Tandis que le charmant couple d’acteurs, qui s’est changé et qu’on devine être les personnages principaux, répète dans son coin, Woody Allen doit composer avec la circulation intense, entre les camions poubelles et les bus qui s’arrêtent à l’arrêt tout proche, et lancer la scène entre deux feux verts. Mais un véhicule de pompiers passe en trombe sirène hurlante, des passants n’ont pas été bloqués à temps, et voilà l’homme qui tourne plus vite que son ombre contraint d’enchaîner sept prises ! « Je n’aime pas ça, je suis un metteur en scène fainéant ! On passe tellement de temps à attendre, dans ce métier… Et puis les choses perdent de leur naturel avec la répétition. »

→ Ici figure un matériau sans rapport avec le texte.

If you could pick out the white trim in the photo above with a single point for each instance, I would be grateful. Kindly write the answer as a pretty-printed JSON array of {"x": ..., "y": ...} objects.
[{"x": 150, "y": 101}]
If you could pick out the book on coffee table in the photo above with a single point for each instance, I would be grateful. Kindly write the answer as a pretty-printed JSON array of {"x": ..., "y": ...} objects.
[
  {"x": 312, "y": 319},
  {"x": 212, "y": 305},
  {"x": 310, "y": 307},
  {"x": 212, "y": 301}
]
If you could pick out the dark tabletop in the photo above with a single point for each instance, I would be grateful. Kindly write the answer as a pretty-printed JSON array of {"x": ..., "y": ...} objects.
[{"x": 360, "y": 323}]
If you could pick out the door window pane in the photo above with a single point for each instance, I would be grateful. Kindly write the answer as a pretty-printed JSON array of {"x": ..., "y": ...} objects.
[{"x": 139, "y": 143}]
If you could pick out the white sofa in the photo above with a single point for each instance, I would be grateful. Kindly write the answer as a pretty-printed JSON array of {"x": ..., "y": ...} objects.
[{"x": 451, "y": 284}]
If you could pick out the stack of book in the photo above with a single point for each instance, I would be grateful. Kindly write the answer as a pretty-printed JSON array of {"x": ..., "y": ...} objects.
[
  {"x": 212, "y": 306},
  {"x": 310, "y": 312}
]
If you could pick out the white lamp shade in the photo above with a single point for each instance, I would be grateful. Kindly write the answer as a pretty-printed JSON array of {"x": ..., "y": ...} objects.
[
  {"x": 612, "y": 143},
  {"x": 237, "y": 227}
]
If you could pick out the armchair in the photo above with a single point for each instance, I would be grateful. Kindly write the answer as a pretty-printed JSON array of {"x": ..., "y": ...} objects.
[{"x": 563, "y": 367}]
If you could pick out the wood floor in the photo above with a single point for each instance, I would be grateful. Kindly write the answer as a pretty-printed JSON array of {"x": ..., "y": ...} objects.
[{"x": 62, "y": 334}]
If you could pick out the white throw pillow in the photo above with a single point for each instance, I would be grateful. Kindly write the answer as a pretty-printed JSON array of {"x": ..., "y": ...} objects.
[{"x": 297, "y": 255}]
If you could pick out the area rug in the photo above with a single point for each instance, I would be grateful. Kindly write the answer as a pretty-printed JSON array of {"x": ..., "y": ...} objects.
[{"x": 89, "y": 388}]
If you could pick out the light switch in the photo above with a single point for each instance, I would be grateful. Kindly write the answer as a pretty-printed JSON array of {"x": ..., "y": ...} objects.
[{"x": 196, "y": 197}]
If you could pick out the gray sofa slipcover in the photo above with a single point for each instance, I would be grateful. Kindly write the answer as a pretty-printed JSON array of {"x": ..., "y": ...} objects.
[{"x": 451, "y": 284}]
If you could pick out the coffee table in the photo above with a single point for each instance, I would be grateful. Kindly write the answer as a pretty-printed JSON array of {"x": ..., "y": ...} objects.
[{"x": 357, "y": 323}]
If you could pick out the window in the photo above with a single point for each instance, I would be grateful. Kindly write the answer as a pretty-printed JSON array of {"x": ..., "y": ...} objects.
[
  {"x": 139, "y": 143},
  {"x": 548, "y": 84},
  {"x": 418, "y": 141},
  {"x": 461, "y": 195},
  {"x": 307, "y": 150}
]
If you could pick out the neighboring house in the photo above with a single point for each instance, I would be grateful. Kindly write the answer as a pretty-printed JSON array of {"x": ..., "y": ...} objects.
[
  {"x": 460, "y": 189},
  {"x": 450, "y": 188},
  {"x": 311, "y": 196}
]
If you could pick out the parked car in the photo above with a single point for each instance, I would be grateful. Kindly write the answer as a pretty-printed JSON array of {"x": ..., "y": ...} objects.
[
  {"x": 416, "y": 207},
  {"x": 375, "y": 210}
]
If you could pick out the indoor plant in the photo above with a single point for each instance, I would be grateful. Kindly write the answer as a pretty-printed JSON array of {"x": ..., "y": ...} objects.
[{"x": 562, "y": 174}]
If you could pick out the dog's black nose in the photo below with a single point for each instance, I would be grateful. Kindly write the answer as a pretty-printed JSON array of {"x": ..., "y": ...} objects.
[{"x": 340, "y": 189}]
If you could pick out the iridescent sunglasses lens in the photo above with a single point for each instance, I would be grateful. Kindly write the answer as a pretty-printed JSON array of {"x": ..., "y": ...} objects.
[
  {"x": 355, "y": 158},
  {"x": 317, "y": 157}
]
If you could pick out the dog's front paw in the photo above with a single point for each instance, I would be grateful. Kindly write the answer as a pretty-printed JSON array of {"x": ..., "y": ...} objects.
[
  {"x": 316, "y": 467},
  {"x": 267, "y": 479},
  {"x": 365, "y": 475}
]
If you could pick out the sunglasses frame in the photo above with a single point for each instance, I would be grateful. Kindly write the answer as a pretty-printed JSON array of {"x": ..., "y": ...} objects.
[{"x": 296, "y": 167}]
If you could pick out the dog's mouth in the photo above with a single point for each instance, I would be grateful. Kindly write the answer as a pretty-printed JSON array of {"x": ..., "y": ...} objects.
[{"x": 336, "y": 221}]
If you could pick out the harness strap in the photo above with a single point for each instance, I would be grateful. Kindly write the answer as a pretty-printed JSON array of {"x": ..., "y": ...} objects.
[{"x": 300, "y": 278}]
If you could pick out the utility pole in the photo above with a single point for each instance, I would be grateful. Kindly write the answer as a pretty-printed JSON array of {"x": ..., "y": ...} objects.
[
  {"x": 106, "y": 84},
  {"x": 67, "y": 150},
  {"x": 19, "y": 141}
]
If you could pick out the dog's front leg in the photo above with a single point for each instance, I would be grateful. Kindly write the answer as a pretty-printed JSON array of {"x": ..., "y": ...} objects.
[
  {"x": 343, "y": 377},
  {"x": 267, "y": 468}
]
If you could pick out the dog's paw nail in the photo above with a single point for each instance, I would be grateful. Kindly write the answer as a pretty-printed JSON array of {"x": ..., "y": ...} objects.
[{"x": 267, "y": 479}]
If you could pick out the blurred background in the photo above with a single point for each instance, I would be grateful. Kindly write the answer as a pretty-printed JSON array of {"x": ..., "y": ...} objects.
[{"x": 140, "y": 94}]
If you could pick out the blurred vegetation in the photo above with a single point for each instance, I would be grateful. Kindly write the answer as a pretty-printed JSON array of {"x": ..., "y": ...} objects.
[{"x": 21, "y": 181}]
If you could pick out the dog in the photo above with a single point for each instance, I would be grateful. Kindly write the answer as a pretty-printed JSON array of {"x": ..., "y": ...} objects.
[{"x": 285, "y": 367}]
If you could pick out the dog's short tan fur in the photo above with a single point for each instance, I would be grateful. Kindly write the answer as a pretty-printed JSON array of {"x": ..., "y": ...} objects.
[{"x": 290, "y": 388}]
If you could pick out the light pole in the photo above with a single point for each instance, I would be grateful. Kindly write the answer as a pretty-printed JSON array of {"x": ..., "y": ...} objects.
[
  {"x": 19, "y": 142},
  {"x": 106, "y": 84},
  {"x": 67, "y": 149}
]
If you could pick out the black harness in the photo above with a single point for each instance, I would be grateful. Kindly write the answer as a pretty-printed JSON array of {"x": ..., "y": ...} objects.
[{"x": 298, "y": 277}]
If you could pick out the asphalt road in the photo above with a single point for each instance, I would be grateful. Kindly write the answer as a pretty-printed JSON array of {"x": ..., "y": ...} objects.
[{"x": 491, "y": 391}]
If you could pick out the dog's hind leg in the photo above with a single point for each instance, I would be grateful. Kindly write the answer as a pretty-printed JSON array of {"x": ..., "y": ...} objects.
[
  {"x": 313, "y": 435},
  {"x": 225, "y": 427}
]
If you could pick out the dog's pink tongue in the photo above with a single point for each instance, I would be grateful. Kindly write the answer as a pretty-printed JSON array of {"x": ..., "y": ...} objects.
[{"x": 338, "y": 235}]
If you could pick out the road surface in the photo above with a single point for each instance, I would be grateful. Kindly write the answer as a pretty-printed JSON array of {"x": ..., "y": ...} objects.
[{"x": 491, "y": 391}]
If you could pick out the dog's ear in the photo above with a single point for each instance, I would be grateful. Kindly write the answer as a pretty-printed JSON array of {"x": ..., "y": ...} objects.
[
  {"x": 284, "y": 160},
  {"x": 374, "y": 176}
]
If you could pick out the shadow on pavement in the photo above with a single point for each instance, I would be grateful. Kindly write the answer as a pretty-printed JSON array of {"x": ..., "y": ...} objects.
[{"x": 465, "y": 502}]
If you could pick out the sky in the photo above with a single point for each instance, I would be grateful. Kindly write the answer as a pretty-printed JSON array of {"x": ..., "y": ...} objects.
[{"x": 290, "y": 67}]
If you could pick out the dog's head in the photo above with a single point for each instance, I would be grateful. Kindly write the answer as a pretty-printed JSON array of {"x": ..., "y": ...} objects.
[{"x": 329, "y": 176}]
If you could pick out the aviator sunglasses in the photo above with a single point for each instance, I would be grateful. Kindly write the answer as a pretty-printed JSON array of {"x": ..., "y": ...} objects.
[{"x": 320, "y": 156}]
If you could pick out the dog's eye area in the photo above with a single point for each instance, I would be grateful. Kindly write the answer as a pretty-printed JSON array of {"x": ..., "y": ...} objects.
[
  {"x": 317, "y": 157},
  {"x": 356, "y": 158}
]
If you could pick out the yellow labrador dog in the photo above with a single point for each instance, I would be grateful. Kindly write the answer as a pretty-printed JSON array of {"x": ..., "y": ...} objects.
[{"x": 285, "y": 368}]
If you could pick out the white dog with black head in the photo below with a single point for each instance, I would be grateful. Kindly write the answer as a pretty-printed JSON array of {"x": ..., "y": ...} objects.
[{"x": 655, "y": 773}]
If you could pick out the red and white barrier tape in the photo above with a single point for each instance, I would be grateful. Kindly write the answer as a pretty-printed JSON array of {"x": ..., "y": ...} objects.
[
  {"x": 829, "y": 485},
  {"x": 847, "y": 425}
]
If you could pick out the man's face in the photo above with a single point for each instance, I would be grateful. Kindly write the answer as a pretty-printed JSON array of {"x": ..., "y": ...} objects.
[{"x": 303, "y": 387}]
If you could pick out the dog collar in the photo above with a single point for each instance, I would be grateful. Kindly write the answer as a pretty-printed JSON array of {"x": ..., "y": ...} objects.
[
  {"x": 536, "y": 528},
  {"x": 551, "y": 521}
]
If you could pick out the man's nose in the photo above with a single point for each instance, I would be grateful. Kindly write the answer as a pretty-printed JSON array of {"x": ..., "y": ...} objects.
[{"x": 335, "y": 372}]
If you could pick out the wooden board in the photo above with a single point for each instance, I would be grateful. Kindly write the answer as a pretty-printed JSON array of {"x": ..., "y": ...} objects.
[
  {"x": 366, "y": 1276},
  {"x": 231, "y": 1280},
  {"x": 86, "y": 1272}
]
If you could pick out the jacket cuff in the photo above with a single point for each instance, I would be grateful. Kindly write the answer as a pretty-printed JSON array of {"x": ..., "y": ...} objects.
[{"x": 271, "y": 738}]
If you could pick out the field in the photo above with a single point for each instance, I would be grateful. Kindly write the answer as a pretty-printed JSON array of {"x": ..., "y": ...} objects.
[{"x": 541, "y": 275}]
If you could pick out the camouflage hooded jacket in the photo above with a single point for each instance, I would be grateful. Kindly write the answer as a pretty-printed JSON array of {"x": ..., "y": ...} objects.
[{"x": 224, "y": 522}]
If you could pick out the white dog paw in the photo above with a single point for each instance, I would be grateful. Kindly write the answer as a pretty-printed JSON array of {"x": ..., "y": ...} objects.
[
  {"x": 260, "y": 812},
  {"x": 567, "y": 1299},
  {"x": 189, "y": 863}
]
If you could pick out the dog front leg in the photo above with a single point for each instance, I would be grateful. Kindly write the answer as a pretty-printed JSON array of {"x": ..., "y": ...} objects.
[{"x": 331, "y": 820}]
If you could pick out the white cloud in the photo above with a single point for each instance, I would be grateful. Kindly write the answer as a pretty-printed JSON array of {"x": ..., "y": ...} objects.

Il prend quand même le temps de dire deux mots en anglais avec ses interprètes français à l’écoute comme de jeunes élèves et repart en trottinant derrière son écran. « Même sans le comprendre, on sait si un acteur étranger est bon ou mauvais. » Sa fille Manzie, qui travaille à ses côtés comme assistante de production, lui propose de s’asseoir, mais celui qui fêtera le 1er décembre ses 87 ans préfère rester debout. « Elle ménage son vieux père. C’est agréable de travailler en famille. Et elle parle parfaitement votre langue, car elle a grandi avec des nounous françaises. »
Jouer de la clarinette
Au bout de deux heures, toute l’équipe déménage dans un joyeux brouhaha. Nous voilà à suivre les flèches orange fluo marquées de WASP 22 pour arriver devant une boutique de fleurs rue Daubenton. Il est 10h30 et les piétons, désormais plus nombreux à déambuler dans le quartier touristique, s’arrêtent pour regarder ce qui se passe. Vittorio Storaro gesticule dans le magasin : l’homme au Borsalino finit par aller consulter l’homme au bob et ça chauffe sous les chapeaux pour mettre un point final à la scène. Tout s’est enchaîné sans problème et la coupure déjeuner arrive dès 11h30. Après un tour à la cantine, le cinéaste décide de rentrer se reposer deux petites heures à l’hôtel Le Bristol, où il réside (comme à chaque fois qu’il vient à Paris) avec sa femme, Soon-Yi.
Retour à 14h30 rue de l’Odéon pour continuer la journée. De grandes bâches noires et un rail de travelling ont été installés face à la librairie et à la boutique d’antiquités, presque voisines. Melvil Poupaud, manteau sombre élégant et lunettes de soleil, a rejoint Niels Schneider et Lou de Laâge. Très à l’aise, il tente de bavarder avec le cinéaste américain, qui se débrouille pour s’échapper et rejoindre sa sœur et son épouse venues lui rendre visite en plateau. Ça tourne dans le calme et la bonne humeur, Woody Allen est toujours debout mais un peu à l’écart, le nez baissé vers le bitume, dans sa bulle et ses pensées.
La journée se finit pile dans les temps, vers 17 heures. « C’est bien, même si ce n’est pas un impératif. Je veille à rester dans une économie réduite, alors on s’est débrouillés pour trouver des lieux de tournage assez proches. » Woody Allen a hâte de quitter son combo pour aller jouer de la clarinette à l’hôtel « si [son] rhume va mieux ». Nous, on passerait bien encore quelque temps par-dessus son épaule à le regarder faire son cinéma.